Glitch

Tiny Speck’s new, free massively multi-player game, Glitch, is based around the idea that if you give players the right tools, they’ll be far more into building a community than they will pulling that community apart at the seams. The game follows the usual MMO strictures of giving players quests and letting them explore a giant world and meet other players hanging out there, but it’s intriguingly formless beyond that. The quests are rarely too difficult, there’s little combat, and the game’s main thrust is community-building and creative expression. The ultimate goal seems to be creating a kind of online Utopia, a place where newbies and veterans can sit back and shoot the shit while building a new location or exchanging goods and services.
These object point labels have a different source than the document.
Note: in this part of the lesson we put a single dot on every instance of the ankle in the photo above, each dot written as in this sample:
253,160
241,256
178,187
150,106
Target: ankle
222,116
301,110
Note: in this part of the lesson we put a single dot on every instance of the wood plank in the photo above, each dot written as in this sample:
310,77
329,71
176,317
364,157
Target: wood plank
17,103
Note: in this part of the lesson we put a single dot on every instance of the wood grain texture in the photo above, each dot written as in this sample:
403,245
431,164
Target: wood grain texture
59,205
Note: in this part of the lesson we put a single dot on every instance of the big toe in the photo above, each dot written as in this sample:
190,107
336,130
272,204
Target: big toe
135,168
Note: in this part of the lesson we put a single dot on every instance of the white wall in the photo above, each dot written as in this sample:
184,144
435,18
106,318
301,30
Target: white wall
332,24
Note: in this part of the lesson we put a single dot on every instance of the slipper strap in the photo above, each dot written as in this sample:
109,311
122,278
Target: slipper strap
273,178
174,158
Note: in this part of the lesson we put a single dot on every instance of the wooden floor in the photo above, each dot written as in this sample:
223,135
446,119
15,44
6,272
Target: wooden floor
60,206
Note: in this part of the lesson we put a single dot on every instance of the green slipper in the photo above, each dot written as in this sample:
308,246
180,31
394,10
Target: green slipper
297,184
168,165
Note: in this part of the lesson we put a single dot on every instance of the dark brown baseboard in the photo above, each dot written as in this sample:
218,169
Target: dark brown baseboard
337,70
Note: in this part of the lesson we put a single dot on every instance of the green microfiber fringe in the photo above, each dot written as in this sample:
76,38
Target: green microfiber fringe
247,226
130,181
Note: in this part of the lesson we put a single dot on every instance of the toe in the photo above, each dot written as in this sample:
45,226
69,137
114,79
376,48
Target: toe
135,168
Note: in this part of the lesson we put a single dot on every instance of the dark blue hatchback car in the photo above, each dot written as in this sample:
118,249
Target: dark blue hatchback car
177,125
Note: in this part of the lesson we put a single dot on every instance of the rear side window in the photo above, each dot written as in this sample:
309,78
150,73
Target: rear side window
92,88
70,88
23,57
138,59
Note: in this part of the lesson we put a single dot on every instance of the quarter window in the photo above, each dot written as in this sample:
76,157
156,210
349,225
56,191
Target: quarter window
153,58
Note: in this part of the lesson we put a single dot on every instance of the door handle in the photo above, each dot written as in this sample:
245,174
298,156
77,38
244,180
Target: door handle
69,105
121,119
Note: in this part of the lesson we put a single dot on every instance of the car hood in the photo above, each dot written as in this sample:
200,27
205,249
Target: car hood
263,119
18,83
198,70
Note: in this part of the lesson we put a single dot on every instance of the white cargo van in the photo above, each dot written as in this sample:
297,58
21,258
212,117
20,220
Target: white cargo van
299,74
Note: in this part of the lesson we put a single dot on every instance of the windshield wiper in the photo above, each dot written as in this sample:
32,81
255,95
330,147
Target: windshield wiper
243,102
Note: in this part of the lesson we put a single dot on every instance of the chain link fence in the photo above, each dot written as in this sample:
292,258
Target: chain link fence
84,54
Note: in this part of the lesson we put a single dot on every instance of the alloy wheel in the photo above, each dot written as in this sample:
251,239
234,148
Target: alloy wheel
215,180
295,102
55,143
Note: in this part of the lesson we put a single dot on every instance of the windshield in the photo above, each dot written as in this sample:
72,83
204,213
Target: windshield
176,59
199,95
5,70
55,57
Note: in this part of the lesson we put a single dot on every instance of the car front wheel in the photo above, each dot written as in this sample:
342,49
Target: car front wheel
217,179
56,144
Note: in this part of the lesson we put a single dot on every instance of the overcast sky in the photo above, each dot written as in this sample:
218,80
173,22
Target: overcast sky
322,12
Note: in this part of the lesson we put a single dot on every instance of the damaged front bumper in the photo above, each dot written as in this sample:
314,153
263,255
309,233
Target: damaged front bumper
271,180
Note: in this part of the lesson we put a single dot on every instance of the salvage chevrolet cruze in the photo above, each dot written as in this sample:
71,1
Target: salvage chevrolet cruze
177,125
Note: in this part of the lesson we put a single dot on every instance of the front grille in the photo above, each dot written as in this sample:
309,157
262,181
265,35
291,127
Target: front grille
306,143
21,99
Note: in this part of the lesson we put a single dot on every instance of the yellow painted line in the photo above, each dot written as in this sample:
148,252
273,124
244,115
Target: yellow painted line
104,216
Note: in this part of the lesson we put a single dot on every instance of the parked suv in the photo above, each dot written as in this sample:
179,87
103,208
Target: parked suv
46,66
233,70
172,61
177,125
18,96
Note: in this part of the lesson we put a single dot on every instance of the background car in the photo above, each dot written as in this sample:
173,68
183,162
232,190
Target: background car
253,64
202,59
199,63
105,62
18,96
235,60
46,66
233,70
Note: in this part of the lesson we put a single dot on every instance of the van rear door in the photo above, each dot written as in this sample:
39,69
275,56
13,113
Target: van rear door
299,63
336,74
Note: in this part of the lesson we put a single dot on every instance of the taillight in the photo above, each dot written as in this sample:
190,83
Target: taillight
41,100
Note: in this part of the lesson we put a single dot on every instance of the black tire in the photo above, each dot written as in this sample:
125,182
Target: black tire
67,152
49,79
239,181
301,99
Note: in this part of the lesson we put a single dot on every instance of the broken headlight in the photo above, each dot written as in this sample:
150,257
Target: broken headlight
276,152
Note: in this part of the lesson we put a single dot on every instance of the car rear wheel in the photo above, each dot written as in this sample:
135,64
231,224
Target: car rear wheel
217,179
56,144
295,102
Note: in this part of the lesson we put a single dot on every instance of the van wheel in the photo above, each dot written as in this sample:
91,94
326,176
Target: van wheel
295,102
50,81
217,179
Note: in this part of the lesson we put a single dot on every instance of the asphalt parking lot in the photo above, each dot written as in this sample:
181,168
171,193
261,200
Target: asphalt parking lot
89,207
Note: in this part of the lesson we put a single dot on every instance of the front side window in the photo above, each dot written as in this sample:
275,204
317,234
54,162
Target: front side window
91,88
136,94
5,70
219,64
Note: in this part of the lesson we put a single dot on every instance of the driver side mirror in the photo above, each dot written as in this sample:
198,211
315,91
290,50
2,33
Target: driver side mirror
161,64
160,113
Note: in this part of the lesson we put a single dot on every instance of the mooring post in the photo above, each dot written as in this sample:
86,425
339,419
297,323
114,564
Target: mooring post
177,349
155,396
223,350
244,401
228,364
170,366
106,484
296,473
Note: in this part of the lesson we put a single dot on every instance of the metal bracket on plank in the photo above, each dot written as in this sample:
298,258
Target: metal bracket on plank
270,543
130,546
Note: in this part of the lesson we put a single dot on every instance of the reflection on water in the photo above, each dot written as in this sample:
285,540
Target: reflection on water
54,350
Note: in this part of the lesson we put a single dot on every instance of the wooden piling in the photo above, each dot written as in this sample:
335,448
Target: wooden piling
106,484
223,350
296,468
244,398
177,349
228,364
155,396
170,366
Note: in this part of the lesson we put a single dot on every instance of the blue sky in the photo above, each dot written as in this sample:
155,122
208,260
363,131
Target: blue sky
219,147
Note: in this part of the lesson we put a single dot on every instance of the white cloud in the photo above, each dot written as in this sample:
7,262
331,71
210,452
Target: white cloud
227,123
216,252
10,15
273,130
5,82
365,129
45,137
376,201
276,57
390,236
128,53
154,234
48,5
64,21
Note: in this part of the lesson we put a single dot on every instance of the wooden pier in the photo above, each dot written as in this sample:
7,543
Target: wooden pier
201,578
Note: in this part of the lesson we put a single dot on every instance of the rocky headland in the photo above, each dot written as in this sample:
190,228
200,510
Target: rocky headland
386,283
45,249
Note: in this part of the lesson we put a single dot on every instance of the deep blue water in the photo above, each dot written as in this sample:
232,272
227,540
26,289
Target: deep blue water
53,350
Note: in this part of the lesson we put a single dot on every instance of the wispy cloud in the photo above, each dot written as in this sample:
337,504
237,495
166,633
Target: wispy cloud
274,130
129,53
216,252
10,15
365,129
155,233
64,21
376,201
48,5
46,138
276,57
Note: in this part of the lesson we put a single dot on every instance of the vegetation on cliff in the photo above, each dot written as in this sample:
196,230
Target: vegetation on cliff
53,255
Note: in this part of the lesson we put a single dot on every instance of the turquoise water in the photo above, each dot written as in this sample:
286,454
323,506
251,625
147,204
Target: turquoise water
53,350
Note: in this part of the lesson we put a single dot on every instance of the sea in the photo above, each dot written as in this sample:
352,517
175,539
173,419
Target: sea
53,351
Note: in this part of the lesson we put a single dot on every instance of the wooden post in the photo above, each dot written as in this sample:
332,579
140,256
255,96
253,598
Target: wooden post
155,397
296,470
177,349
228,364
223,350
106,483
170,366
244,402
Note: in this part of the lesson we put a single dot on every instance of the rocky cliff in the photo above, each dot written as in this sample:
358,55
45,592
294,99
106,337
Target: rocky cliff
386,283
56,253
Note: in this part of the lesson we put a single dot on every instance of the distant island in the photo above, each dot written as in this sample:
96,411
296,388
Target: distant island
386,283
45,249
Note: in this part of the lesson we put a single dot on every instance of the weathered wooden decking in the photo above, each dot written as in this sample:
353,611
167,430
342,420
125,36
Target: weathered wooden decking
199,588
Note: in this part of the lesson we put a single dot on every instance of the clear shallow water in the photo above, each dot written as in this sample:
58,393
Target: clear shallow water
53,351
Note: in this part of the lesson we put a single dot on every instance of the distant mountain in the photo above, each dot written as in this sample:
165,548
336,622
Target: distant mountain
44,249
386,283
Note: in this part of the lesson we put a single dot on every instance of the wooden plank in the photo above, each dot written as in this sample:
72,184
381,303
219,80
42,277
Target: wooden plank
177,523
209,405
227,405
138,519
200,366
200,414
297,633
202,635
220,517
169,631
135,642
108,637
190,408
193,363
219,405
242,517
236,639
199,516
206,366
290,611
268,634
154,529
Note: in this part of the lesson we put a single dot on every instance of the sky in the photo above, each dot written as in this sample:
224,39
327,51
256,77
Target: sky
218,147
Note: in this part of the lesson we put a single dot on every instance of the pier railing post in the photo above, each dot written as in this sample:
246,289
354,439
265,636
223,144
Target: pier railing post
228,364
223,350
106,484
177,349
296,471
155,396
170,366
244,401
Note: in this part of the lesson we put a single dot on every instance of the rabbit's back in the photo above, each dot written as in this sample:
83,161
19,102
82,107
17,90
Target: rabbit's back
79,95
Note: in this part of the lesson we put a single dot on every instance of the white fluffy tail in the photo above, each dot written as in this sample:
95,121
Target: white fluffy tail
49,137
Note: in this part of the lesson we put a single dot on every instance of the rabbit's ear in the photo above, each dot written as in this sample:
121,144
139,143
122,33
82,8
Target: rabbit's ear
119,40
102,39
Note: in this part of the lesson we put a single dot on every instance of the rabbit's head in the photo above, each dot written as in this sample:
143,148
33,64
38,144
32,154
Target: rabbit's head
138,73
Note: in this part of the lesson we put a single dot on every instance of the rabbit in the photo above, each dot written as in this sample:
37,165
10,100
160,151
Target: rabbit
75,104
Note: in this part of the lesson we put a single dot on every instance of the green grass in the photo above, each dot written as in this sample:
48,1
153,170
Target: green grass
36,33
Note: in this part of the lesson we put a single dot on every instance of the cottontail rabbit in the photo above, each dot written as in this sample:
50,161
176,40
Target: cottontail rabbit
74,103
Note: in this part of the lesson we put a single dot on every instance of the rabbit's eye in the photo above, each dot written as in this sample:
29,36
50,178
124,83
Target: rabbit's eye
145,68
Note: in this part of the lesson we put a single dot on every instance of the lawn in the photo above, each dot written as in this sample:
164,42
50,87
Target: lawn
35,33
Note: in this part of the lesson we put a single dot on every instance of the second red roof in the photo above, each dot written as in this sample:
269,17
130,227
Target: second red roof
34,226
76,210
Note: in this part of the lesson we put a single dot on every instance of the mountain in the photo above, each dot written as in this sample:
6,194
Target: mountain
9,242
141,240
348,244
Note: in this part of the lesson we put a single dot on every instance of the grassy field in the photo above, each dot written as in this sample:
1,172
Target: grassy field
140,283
Glitch’s backstory, involving 11 giants who dreamed the world of the game into existence, is mostly stupid. Players inclined to figure out what’s going on can wander the world, talking to trees and rocks to learn more of the past of Ur, the land where the game takes place. But the mythology is mostly incidental to having a good time. Glitch is almost completely dependent on players figuring out their own fun, and this aimless quality may irritate more goal-oriented gamers, who long to be told what to do.

But freer souls will find Glitch an irresistible canvas. It supports a wide variety of play styles: Social butterflies can wander the world, meeting as many new friends as possible and banding with them to complete team-oriented quests. Grinders can spend time working through the game’s more than 500 (and growing) achievements, or trying to max out their levels as much as possible. Those interested in building the world of the game can take part in pre-designed construction projects that open up new “streets” for players to explore, or can join the game’s thriving community to set up new events to attend, or form groups to achieve in-game goals.

It’s all a little formless, and at the game’s higher levels, particularly once quests become few and far between, there isn’t always a strong sense of the next step, outside of players creating their own adventures and tasks to tackle. The world of Glitch is suitably large, and there are many ways to traverse it—from taking the subway to teleportation—but there can also be the occasional sense that it’s all a lot of empty space to travel through on the way to trying to find something else to do.

On the other hand, few other games—particularly free, browser-based games that don’t require players to pump endless amounts of cash into the game to advance—allow players so much opportunity to move in and build a true alternate life within a digital space. Glitch players can buy houses and specialize in certain tasks. They can construct items and sell them at auction. They can make new friends and compete in mini-games. In some ways, Glitch feels like a meal made up entirely of side courses, but when all of the sides are this well-done, it almost doesn’t matter that the main meal is absent.